Podría darse la apariencia que la “mesa esta servida” para la candidata Villarán. Sin embargo, no todo esta resuelto y sería fundamental que todos los candidatos pudieran establecer puntos de acuerdo mínimos sobre lo que debiera hacerse en la Alcaldía para los próximos 4 años, tanto para iniciativas más vecinales en torno al reordenamiento del tránsito vehicular, de la policía para garantizar mayor seguridad, el desarrollo de iniciativas de emprendedurismo, la mejor planificación del gasto municipal en cada distrito, entre otros. Así como cuestiones de mayor envergadura que involucran al gobierno central, en torno a iniciar un subterráneo (“Metro”), cómo resolver el tema de los grandes colectores de aguas servidas que van al mar, cómo encaminar el turismo en Lima y el mejor aprovechamiento de sus áreas verdes y playas, el tema de la educación y la juventud, entre otros.
 
En paralelo a lo mencionado, creo que todo debe pensarse sobre la base de ayudar a fortalecer la institucionalidad democrática y el sentido ciudadano en todas las personas. Aunándonos todos a compartir la responsabilidad que significa el logro de un mejor bienestar de los vecinos en cada municipio del país (tanto de Lima como del interior del país).
 
Cada vez me convenzo más sobre lo clave de estar de acuerdo en ese camino y de atenerse a dichas reglas de juego para todos sin excepción.
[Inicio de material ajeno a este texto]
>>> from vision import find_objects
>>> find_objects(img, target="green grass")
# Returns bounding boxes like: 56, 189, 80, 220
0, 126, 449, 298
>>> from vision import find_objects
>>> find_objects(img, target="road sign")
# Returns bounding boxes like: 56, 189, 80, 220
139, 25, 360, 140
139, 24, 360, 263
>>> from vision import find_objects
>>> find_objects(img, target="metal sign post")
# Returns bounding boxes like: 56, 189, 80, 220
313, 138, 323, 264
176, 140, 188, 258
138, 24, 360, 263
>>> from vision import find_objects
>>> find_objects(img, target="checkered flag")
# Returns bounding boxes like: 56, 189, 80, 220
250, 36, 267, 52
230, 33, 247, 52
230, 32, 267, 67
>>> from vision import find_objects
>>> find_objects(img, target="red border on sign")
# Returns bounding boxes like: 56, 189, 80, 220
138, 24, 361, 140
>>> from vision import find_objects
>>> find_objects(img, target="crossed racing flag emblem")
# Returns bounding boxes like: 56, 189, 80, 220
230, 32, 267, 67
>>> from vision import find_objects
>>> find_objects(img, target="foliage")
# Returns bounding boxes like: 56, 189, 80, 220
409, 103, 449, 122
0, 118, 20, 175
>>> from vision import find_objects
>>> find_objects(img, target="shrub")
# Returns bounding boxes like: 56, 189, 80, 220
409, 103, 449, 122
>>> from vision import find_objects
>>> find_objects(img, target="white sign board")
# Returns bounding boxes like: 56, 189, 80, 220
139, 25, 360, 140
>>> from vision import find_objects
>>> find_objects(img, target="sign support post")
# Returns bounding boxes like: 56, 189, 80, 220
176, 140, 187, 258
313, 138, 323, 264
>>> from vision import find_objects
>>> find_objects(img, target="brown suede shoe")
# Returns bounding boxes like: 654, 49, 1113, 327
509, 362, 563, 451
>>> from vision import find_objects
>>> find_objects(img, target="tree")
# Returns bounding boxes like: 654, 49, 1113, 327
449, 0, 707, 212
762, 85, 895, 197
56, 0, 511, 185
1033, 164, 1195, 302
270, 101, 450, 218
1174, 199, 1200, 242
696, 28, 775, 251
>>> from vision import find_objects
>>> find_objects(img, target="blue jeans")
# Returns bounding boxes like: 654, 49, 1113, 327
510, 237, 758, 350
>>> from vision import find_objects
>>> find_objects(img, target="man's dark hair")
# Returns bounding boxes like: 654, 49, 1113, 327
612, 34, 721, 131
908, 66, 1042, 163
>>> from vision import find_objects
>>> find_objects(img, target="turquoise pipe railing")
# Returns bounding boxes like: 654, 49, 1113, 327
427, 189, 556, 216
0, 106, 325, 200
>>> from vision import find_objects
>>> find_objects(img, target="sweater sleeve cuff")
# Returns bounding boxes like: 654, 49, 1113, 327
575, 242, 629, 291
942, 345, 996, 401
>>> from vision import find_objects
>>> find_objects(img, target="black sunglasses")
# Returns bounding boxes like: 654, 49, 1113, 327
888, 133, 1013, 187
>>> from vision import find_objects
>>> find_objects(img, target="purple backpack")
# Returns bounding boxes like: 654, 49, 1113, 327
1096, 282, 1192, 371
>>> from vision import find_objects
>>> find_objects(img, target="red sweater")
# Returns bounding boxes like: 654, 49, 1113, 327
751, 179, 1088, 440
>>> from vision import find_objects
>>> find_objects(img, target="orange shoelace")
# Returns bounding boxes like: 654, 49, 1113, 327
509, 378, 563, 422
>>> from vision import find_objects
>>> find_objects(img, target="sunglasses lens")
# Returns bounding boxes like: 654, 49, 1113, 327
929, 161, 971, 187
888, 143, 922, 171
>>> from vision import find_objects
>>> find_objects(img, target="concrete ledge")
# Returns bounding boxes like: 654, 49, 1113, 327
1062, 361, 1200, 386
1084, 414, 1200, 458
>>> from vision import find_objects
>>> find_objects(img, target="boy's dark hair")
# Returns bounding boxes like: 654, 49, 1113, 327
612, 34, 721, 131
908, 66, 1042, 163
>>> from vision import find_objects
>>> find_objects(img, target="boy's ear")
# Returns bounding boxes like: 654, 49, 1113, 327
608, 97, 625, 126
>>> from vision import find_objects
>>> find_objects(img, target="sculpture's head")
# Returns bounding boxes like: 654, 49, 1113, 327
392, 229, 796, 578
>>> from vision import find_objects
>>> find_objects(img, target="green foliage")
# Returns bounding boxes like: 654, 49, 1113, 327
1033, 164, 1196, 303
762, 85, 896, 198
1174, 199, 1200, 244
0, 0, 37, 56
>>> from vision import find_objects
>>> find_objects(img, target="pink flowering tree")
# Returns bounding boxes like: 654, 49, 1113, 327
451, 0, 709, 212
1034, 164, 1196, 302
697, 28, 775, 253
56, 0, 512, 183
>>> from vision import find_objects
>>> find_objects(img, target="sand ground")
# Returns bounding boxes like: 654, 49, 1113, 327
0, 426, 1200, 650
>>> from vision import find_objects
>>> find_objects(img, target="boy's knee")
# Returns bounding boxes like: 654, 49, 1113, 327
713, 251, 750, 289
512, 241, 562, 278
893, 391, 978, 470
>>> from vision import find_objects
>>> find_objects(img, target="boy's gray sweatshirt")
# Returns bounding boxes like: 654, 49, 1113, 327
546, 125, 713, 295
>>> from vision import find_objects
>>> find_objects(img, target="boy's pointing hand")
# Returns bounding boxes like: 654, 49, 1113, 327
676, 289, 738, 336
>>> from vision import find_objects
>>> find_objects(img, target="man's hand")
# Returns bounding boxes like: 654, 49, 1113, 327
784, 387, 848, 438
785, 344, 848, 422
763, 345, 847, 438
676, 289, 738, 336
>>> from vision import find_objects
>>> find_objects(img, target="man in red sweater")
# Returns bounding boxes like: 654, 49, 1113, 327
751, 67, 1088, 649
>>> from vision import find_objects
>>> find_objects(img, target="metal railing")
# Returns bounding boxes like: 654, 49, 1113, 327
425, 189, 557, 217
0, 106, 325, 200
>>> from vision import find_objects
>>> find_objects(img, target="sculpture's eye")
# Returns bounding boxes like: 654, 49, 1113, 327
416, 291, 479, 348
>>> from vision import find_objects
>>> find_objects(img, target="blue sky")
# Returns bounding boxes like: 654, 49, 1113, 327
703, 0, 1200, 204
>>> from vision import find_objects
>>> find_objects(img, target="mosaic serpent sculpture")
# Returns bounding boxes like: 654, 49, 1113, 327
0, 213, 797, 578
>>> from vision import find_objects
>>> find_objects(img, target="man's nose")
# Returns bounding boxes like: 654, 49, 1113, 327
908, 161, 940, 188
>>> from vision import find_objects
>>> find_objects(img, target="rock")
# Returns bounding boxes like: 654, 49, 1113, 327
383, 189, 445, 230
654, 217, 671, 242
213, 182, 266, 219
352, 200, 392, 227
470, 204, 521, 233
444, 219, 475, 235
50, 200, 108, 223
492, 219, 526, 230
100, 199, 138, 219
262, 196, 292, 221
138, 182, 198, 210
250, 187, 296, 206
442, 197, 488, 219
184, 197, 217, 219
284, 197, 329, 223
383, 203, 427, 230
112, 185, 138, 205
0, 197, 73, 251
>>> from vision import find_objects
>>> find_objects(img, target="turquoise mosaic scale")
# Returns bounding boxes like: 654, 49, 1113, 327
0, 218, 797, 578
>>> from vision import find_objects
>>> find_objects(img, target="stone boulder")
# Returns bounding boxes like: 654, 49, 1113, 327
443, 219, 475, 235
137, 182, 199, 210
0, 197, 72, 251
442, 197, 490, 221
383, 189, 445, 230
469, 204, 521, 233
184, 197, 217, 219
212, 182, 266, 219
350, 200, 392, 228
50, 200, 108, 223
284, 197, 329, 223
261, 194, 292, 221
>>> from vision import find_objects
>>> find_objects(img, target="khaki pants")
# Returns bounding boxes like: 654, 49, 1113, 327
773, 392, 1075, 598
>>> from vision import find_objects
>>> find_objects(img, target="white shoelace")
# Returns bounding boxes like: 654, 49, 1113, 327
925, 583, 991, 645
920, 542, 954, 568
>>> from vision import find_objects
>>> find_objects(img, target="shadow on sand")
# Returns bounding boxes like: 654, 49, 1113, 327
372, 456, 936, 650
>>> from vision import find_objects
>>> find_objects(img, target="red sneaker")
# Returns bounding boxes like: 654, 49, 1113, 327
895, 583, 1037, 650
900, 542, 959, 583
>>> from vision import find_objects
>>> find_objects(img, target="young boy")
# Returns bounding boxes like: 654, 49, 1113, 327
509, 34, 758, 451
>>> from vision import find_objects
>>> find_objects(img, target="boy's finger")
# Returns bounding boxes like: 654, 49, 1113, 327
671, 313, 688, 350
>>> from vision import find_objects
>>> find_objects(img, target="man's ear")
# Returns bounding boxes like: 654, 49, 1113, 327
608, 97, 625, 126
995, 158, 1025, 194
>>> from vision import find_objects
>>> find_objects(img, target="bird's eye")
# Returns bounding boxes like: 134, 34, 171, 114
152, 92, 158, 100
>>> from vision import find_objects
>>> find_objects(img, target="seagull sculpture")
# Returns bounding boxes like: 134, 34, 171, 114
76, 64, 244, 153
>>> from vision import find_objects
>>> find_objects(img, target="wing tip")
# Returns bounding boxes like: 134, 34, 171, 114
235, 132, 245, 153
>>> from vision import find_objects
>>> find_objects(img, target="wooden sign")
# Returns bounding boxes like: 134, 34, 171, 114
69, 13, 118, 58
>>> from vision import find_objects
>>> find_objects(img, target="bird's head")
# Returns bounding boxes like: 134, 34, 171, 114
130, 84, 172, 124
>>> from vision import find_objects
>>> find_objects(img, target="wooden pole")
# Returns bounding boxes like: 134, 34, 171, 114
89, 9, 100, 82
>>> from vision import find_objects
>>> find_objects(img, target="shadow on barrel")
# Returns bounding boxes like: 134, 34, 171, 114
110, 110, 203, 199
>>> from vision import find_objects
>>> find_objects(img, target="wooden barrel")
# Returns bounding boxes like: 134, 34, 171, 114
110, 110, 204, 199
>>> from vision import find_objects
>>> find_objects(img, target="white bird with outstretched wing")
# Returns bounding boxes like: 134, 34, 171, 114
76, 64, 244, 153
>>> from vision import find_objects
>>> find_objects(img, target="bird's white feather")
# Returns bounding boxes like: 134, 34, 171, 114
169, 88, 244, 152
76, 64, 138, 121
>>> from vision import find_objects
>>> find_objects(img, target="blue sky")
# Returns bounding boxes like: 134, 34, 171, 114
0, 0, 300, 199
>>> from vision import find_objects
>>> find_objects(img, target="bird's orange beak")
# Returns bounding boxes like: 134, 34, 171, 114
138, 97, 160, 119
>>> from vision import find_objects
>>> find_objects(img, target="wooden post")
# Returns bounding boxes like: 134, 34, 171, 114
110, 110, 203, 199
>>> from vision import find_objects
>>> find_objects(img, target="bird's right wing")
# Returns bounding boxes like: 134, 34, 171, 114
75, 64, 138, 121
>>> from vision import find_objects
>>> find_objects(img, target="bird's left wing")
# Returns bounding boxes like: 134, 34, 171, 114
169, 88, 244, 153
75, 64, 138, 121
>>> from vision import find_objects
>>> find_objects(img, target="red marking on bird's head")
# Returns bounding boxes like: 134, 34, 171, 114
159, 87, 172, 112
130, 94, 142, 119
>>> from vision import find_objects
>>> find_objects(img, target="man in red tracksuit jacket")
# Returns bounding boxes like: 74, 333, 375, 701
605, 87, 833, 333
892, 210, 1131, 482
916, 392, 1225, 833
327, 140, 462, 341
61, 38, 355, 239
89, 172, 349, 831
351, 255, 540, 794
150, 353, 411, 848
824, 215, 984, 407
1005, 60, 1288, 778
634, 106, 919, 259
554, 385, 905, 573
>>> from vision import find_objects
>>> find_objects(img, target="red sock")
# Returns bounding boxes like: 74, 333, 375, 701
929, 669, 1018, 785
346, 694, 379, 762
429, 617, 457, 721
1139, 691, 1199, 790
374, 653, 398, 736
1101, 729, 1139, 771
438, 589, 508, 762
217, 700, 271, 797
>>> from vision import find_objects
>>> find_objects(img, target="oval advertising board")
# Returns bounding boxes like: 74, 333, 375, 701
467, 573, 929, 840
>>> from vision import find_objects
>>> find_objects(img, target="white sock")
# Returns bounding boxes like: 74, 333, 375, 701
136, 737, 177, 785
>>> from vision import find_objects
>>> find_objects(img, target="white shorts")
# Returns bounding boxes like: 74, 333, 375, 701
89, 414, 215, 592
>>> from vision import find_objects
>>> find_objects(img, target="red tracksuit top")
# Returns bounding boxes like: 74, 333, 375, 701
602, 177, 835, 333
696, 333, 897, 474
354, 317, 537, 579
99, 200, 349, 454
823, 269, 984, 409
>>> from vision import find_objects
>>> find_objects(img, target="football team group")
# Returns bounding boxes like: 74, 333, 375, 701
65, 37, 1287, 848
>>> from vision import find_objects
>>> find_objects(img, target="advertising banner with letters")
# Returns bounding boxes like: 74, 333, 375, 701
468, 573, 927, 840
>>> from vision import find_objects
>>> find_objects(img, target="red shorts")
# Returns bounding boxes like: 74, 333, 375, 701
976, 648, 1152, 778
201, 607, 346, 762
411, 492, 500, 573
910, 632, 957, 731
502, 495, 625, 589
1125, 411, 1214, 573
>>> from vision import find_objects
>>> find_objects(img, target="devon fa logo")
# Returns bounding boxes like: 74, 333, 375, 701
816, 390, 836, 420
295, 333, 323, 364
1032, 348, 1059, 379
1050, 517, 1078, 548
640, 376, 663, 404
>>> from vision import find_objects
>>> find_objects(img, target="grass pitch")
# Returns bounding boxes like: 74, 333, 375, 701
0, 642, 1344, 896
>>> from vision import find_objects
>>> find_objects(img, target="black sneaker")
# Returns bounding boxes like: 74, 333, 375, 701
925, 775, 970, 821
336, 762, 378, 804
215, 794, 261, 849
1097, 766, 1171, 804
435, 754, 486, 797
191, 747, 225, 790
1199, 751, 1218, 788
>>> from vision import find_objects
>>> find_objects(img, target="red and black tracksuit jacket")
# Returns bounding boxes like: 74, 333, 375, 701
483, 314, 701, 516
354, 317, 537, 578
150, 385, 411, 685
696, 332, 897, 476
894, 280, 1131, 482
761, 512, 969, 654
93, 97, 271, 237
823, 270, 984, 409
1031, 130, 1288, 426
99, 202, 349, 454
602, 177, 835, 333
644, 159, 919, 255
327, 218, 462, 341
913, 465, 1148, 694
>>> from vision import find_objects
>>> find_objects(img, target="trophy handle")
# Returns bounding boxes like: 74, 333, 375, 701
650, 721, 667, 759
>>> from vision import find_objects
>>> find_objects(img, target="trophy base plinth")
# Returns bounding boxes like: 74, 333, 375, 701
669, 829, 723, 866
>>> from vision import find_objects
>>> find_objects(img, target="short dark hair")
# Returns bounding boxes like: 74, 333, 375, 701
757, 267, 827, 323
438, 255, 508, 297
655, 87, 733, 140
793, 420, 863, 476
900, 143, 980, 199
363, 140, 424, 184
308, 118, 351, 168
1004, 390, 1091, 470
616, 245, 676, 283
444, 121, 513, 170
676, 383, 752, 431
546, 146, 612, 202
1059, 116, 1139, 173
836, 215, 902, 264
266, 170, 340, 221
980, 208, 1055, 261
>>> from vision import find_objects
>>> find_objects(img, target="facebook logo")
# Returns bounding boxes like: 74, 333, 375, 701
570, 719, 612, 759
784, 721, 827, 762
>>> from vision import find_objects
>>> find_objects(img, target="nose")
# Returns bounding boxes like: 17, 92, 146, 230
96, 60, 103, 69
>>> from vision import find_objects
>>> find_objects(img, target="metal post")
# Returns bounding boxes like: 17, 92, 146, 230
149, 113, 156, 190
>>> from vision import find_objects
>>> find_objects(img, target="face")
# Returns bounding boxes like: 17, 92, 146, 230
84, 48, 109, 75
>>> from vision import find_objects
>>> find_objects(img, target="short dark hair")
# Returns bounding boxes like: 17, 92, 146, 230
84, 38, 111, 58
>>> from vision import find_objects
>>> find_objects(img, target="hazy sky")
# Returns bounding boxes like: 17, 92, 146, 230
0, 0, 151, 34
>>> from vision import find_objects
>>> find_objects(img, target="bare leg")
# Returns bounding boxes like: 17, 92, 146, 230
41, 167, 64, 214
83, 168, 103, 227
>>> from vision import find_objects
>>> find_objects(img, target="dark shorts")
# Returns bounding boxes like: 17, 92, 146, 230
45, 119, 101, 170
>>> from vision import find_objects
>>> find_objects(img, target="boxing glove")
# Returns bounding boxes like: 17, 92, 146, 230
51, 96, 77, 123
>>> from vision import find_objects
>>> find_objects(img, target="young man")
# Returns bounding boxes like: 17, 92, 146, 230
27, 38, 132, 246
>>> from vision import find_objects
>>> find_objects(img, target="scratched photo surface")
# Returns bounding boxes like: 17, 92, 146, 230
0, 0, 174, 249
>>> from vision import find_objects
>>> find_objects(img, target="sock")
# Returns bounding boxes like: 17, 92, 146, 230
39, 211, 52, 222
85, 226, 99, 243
Incluyendo de la mejor manera a todos aquellos que pueden jugar a desestabilizar la política, ya sean sectores de izquierda radicalizada o sectores sociales no atendidos en sus demandas; situaciones o hechos de corrupción; reiteración de prácticas “montesinistas” (como los diversos “chuponeos”); decretos solapados a favor de la impunidad y violatorios de los derechos humanos; personajes como Rafael Rey, Giampietri, Xavier Barrón u otros similares. 
 
 Para terminar, en el caso de Lima no niego mis simpatías por la candidata Susana Villarán y creo, como muchos, que la izquierda también puede ser una buena alternativa de gobierno, cuestión que, en el municipio limeño, ya lo demostró con Alfonso Barrantes Lingán entre 1983 y 1986. Nada de lo cual la hace inmune a posibles errores y limitaciones. Pero podemos afirmar sin equivocarnos que estamos ante una nueva esperanza para el pueblo y debemos todos colaborar a que sea algo mucho más que “flor de un día”.